The NCAP will be a mid-term, five-year action plan, with 2019 as the first year. “However, the international experience and national studies indicate that significant outcome, in terms of air pollution initiatives, are visible only in the long-term and hence, the programme may be further extended to a longer time horizon, after a mid-term review of the outcomes,” the environment minister said.
NITI Aayog CEO Amitabh Kant termed the plan a ‘critical initiative, which will not only push for accountability in city administration but also improve public participation in tackling the pollution crisis’. “Today, cities occupy just three per cent of the land but contribute to 82 per cent of GDP and are responsible for 78 per cent of carbon dioxide emissions.
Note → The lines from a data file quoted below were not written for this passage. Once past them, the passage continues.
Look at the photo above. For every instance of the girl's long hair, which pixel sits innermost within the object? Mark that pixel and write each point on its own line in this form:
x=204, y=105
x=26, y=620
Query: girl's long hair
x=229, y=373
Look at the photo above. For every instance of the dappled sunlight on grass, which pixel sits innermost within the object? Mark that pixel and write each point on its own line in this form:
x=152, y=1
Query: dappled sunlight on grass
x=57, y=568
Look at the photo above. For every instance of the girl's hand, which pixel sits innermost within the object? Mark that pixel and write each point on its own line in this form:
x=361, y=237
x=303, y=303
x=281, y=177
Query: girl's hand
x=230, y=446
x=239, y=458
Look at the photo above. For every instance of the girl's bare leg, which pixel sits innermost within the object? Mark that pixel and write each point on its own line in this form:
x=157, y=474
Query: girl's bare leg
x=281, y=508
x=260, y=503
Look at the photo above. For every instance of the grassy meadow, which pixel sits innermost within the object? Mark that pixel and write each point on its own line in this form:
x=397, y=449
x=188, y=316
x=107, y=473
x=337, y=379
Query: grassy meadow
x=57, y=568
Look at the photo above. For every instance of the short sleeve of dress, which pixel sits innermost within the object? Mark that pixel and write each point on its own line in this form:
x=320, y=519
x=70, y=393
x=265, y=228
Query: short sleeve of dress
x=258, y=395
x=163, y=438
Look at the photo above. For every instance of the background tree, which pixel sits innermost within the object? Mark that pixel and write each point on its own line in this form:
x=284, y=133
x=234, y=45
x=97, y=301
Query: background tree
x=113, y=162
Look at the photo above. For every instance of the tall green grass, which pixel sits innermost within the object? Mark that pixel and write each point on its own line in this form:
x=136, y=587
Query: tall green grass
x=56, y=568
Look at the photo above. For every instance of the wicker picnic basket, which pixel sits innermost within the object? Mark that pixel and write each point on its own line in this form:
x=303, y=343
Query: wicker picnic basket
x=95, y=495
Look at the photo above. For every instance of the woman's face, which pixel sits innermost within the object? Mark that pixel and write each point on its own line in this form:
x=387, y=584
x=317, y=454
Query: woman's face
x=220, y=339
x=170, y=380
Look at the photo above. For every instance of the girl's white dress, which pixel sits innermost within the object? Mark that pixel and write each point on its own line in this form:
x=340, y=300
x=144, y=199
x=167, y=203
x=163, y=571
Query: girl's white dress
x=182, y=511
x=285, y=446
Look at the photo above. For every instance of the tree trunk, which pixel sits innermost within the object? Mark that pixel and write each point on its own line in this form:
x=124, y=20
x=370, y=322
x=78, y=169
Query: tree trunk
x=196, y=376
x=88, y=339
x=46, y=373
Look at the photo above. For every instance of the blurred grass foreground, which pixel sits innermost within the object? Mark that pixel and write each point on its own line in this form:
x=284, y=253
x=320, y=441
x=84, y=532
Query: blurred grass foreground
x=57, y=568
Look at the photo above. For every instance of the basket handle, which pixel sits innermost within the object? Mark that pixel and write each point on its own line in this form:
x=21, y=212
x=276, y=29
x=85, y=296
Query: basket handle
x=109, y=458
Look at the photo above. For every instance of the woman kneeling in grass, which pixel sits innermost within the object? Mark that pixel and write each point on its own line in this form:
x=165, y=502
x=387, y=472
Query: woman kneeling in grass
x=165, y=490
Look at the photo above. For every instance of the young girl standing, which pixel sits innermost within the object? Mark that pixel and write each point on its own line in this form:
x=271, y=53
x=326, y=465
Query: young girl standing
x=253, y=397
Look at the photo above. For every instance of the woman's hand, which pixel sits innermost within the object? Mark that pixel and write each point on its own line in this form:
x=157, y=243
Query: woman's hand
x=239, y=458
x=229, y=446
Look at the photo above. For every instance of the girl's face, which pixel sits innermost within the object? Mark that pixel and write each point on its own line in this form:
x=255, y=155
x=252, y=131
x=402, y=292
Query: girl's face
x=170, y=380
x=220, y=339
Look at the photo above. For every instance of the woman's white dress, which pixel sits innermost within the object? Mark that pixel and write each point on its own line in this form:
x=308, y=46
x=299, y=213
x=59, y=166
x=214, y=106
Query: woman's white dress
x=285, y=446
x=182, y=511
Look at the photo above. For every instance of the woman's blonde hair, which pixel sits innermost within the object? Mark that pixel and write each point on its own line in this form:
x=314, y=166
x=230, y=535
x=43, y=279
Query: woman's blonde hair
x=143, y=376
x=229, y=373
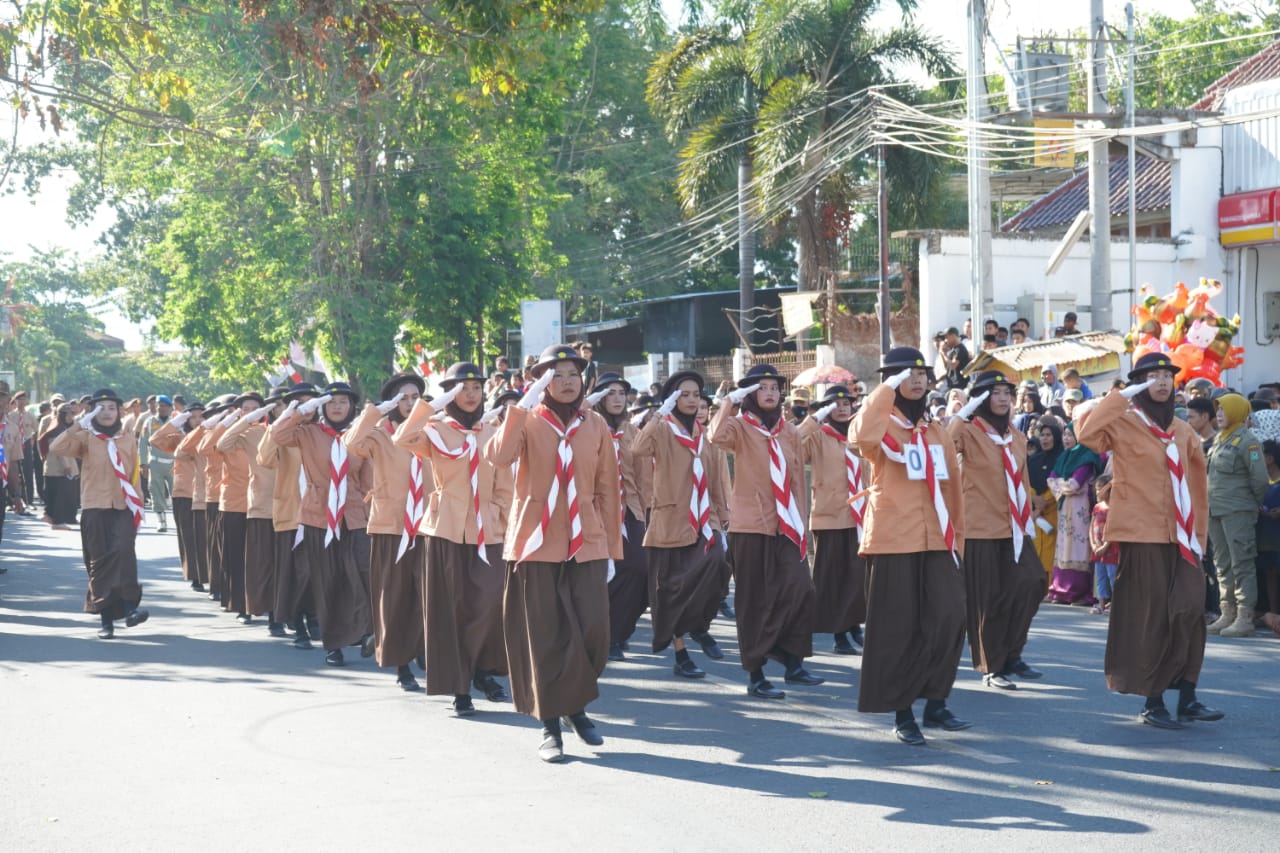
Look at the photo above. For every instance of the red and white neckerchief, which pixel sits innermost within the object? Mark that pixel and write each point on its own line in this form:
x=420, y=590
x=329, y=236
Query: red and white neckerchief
x=132, y=501
x=699, y=502
x=785, y=502
x=854, y=474
x=1184, y=515
x=563, y=480
x=622, y=491
x=471, y=450
x=892, y=450
x=414, y=505
x=1019, y=505
x=338, y=469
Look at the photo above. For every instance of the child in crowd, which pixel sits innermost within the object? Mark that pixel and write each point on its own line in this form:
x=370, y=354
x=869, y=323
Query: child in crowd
x=1106, y=555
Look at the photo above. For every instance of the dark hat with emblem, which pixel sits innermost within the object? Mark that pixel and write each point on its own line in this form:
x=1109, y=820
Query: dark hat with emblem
x=900, y=359
x=336, y=388
x=301, y=389
x=461, y=372
x=612, y=378
x=762, y=372
x=553, y=354
x=392, y=386
x=835, y=393
x=679, y=377
x=990, y=379
x=104, y=395
x=1152, y=361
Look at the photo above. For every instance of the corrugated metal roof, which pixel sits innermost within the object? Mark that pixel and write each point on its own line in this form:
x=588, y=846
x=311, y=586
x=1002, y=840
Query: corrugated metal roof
x=1261, y=65
x=1153, y=183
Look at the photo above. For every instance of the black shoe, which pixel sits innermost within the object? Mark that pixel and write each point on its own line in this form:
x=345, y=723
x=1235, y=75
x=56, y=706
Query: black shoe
x=1198, y=712
x=909, y=733
x=490, y=687
x=585, y=729
x=764, y=690
x=801, y=675
x=946, y=721
x=686, y=669
x=1160, y=719
x=1023, y=670
x=711, y=648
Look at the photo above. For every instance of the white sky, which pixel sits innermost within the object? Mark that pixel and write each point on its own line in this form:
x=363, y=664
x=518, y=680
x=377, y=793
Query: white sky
x=42, y=222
The cities, though, are engines of growth and equity but they have to be sustainable and it is in this context that the NCAP, being a very inclusive program, holds special relevance,” he said.
The NCAP has proposed multiple strategies to combat air pollution in the 102 most-polluting cities in the country. “City-specific action plans are being formulated for 102 non-attainment cities, identified for implementing mitigation actions under the NCAP. The cities have already prepared action plans, in consultation with the Central Pollution Control Board (CPCB). However, this does not imply that cities other than these 102 will not take any measures in this regard,” environment secretary CK Mishra said.
The NCAP will be operationalised through inter-sectoral groups, which include ministries of road transport and highways, petroleum and natural gas, renewable energy and housing and urban affairs, among others. The institutional framework will comprise an apex committee under the Environment Ministry and a committee at the chief secretary level in the states.
“Other features of the NCAP include increasing the number of monitoring stations in the country, including rural monitoring stations, technology support, emphasis on awareness and capacity building initiatives, setting up of certification agencies for monitoring equipment, source apportionment studies, emphasis on enforcement and specific sectoral interventions,” Mishra said.
With an aim of bringing a time-bound national level strategy for pan-India implementation, to tackle increasing air pollution problem across the country in a comprehensive manner, the Environment Ministry had, in 2018, put up the draft NCAP on its website and invited comments from various stakeholders. The draft plan had invited criticism from green bodies, which claimed that it lacked the government’s earlier set target of bringing down air pollution by 50 per cent in five years. With a massive haze of dust enveloping Delhi and the pollution levels dropping to ‘severe’ category, the green bodies had also urged the government to roll out the plan as soon as possible.